TALLAHASSEE, Fla. — Floridians receiving unemployment benefits will soon have to provide proof that they’re looking for a job, according to statements made by Republican Gov. Ron DeSantis on Wednesday.

DeSantis lifted the requirement that people receiving benefits look for work early in the pandemic when unemployment was rising and few were hiring. But DeSantis has lifted restrictions on businesses, and the unemployment rate is below the national average.

“Normally when you’re getting unemployment, the whole idea is that’s temporary, and you need to be looking for work to be able to get off unemployment,” DeSantis said at a news conference. “It was a disaster, so we suspended those job search requirements. I think it’s pretty clear now, we have an abundance of job openings.”

Here’s yet another:

South Carolina plans to stop some of its federally-funded unemployment benefits to address “ongoing workforce shortages,” according to the South Carolina governor’s office, leaving many out-of-work residents without any support at all.

The state joins Montana, which announced a similar move this week.

“This labor shortage is being created in large part by the supplemental unemployment payments that the federal government provides claimants on top of their state unemployment benefits,” Gov. Henry McMaster said in a statement on Thursday. “What was intended to be a short-term financial assistance for the vulnerable and displaced during the height of the pandemic has turned into a dangerous federal entitlement, incentivizing and paying workers to stay at home rather than encouraging them to return to the workplace.”

There might be more coming up soon.

These governors are making a decision to not turn their able workforces into Layabout America by making it more profitable not to work than to work, which is the Democrat master plan.

Work will continue as the smarter option in these states, both for the workers and for the sustainability of the economy, as well as the tax base, something Democrats think comes from billionaires.

What the red-state governors are doing takes guts.  Nobody likes to turn down a federal handout.  But obviously, President Trump’s example has been to teach them to have guts.  These decisions will foster some discontent and media handwringing, with lots of individual sob stories, given the easy deal it is not to work.

But probably not as much as the media reports.

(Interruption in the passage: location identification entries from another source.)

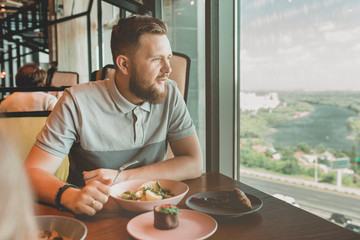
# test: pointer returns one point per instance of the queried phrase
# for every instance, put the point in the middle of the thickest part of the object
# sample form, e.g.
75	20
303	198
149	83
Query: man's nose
166	68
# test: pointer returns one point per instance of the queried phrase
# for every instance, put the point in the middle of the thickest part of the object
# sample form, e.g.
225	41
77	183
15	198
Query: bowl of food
142	195
60	227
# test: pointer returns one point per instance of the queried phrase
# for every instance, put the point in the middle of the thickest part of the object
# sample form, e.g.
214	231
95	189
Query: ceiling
8	7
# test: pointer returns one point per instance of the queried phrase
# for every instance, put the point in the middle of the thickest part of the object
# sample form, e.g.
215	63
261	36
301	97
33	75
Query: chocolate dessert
166	216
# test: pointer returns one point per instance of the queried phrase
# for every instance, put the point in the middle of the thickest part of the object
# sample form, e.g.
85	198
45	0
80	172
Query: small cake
166	216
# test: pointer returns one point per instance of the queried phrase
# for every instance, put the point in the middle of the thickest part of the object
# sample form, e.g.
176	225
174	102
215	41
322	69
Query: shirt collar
120	101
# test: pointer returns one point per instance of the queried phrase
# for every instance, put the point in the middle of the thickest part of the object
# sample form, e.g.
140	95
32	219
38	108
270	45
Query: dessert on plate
166	216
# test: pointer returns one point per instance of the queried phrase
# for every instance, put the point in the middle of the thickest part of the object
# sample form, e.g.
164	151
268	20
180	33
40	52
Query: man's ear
122	63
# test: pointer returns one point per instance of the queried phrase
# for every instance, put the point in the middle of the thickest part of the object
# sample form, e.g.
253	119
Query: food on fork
166	216
236	199
148	191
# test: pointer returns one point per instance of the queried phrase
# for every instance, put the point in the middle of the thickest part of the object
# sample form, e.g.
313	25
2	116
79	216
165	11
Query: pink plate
192	225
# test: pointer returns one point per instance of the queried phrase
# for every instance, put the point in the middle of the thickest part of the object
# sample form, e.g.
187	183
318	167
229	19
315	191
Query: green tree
304	147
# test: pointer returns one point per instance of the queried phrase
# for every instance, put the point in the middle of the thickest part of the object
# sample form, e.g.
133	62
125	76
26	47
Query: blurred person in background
16	199
29	75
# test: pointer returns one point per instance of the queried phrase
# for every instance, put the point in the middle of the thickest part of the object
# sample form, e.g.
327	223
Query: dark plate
223	212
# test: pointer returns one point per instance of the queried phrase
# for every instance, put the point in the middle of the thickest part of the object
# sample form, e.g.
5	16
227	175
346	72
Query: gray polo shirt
98	128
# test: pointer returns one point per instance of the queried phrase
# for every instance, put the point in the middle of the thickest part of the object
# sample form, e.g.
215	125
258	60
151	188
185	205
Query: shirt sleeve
61	127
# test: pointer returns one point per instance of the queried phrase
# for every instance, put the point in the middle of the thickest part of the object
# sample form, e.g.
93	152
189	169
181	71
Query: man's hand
89	199
100	174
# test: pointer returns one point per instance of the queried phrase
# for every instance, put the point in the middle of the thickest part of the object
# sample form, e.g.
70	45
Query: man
104	124
29	75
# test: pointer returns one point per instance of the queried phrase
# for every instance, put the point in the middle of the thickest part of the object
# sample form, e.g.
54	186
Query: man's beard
151	93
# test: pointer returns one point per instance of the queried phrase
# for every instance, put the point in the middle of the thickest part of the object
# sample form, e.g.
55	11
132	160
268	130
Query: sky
307	45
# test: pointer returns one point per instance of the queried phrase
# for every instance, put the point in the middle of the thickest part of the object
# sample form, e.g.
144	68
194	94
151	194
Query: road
319	202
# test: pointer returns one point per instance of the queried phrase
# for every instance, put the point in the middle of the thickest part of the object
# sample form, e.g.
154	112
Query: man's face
150	68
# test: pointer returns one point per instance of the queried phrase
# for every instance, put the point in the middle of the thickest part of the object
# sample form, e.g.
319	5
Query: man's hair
125	36
30	75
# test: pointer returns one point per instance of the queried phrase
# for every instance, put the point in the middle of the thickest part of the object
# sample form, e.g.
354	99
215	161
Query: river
326	126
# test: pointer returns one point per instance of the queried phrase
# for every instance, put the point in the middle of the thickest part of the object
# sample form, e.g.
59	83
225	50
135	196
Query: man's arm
187	164
41	166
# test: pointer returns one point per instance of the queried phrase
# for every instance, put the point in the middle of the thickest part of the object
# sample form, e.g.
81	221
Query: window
300	102
186	23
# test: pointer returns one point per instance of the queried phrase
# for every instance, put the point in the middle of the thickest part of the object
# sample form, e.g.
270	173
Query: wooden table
275	220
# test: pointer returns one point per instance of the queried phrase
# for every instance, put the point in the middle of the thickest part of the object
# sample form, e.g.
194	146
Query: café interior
73	38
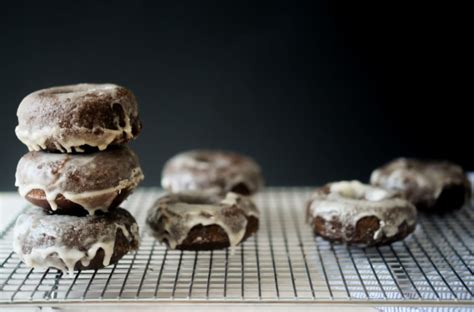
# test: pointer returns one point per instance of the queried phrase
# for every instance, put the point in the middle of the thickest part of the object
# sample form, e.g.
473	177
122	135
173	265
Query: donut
78	118
198	221
69	243
356	213
78	184
432	186
213	171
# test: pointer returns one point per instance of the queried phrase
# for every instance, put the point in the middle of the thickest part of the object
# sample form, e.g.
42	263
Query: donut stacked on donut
78	171
207	207
356	213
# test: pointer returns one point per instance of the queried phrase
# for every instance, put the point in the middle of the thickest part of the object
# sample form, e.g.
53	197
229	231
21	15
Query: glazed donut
432	186
197	221
356	213
81	183
71	243
78	118
214	171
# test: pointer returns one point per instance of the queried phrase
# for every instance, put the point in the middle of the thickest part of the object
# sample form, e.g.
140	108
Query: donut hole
193	199
61	91
202	158
241	188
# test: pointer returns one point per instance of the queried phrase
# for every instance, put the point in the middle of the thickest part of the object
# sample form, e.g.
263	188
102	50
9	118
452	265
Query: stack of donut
208	205
77	173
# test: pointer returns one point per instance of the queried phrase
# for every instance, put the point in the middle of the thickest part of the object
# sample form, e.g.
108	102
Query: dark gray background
313	92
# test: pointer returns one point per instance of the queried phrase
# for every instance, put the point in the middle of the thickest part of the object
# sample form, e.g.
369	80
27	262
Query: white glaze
181	217
350	201
427	178
36	123
32	226
187	172
51	173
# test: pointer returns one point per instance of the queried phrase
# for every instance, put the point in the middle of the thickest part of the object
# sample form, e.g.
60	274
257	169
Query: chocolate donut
78	118
43	240
432	186
213	171
80	183
197	221
356	213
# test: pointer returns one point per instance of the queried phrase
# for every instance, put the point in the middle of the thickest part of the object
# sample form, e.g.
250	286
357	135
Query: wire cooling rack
282	263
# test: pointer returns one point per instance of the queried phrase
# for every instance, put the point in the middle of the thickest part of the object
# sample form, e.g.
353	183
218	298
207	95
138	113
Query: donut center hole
62	91
195	200
241	188
357	190
202	158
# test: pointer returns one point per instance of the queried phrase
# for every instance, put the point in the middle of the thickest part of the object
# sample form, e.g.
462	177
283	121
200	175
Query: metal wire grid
283	262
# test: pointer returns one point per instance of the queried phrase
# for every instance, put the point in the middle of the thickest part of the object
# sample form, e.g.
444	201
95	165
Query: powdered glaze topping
90	180
69	117
350	201
214	171
62	241
419	180
174	215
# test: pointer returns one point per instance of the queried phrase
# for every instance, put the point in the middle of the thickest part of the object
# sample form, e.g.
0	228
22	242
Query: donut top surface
90	180
70	117
61	241
218	171
174	215
350	201
420	180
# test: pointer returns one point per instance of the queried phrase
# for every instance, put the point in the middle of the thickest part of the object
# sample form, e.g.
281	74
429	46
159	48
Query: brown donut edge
362	234
38	198
212	236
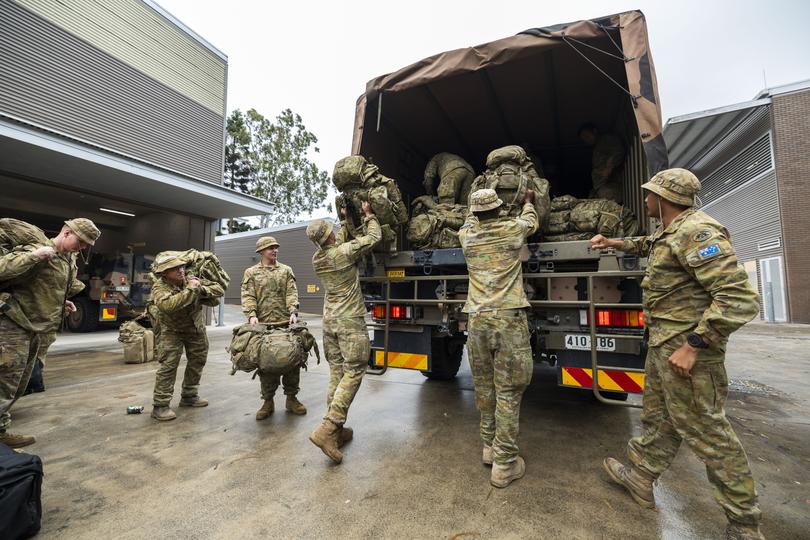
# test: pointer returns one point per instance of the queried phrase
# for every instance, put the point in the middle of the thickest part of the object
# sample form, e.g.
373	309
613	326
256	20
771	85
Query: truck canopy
534	89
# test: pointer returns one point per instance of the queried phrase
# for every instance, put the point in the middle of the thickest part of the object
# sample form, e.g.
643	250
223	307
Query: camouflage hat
483	200
265	242
675	185
319	230
85	229
166	262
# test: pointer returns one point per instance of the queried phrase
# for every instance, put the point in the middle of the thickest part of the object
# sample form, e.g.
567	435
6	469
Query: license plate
580	342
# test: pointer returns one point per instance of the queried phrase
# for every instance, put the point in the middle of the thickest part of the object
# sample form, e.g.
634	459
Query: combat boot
294	406
346	434
635	480
503	475
738	531
486	455
13	440
164	414
195	401
267	409
325	437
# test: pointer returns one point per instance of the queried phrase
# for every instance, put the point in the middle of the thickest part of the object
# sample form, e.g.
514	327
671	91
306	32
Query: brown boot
325	437
267	409
486	455
635	480
194	401
346	434
13	440
503	475
164	414
738	531
294	406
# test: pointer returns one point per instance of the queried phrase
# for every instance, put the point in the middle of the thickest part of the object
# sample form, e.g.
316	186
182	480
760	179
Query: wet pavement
413	469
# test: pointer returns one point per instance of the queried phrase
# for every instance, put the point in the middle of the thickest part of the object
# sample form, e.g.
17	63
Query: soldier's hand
45	252
683	360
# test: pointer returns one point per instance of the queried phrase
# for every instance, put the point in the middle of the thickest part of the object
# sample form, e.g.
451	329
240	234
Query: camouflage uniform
455	178
34	294
345	337
269	294
182	326
693	284
498	344
608	155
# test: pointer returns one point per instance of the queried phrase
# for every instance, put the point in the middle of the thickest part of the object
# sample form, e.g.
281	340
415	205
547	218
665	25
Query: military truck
534	89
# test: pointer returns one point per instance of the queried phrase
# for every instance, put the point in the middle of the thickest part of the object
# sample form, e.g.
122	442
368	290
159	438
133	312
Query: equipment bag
20	494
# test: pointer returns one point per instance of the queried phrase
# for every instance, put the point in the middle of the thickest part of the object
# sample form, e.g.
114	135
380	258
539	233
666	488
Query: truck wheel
85	319
446	358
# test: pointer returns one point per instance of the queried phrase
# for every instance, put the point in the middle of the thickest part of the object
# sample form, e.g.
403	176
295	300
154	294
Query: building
114	111
237	252
752	159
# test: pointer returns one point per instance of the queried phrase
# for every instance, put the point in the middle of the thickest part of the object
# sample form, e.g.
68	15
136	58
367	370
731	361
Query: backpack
20	494
263	348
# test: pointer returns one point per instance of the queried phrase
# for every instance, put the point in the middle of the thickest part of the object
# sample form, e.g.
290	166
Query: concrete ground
413	469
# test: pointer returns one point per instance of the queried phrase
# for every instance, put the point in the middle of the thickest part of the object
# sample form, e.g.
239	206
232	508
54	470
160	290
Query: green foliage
270	160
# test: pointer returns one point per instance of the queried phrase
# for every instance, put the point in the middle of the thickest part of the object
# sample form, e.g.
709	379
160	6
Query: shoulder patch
702	235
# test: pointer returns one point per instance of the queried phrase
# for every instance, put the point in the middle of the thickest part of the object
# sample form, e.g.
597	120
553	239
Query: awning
689	136
41	156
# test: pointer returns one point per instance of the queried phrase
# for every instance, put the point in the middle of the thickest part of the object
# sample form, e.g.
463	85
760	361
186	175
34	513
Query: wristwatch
696	341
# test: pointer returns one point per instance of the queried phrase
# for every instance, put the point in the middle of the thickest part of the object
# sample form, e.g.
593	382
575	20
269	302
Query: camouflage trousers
270	383
347	349
691	409
18	353
169	350
454	186
500	358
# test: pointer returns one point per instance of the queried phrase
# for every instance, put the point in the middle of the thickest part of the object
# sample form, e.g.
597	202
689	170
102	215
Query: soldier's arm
360	246
292	292
17	262
713	263
248	294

As Albert Camus once wrote: “Without work, all life goes rotten.”  Living without purpose, and with the government check substituting for a father, is quite likely at least one reason why we are seeing a resurgence in crime from the welfare and government-dependent classes.  It’s also an open invitation to illegal aliens, who will eventually take such jobs.

Meanwhile, recall the outrage that then–presidential candidate Mitt Romney drew during his mean-minded private claim that “the 47%” of Americans stuck on welfare can’t be helped.  His private remarks, which nevertheless got out, drew outrage because deep down, people want to work, particularly if they don’t have work.  National Review writer Kevin Williamson drew flak, too, for claiming that the depressed areas of the Midwest were full of people who, because they didn’t move, deserved what they got.

The stellar hiring spree, with rising wages, and a booming economy, brought on during the Trump years, was proof positive of the merits of making it more attractive to work than not work.  The economic revival of the Midwest during those Trump years stunned even the biggest skeptics who gave up the Rust Belt for dead.

If not working is more profitable than working, then people will do the former.  It’s natural; it’s following one’s own self-interest.  But it’s no way to sustain an economy.  If an economy is to grow, and workers are to find a way up the economic ladder, then work has to be made more attractive than not working.  Universal income schemes have failed in places like Finland, and like all socialist policies, they will fail everywhere they are tried.  To Democrats, though, not only does that not matter, but they actually like it.  They want to convert formerly productive American workers into those reliably Democrat easy-to-please beggar voters.

These states are seeing right through them, and working instead to make their state economies prosperous and sustainable.  No wonder so many people are fleeing blue states and moving to them.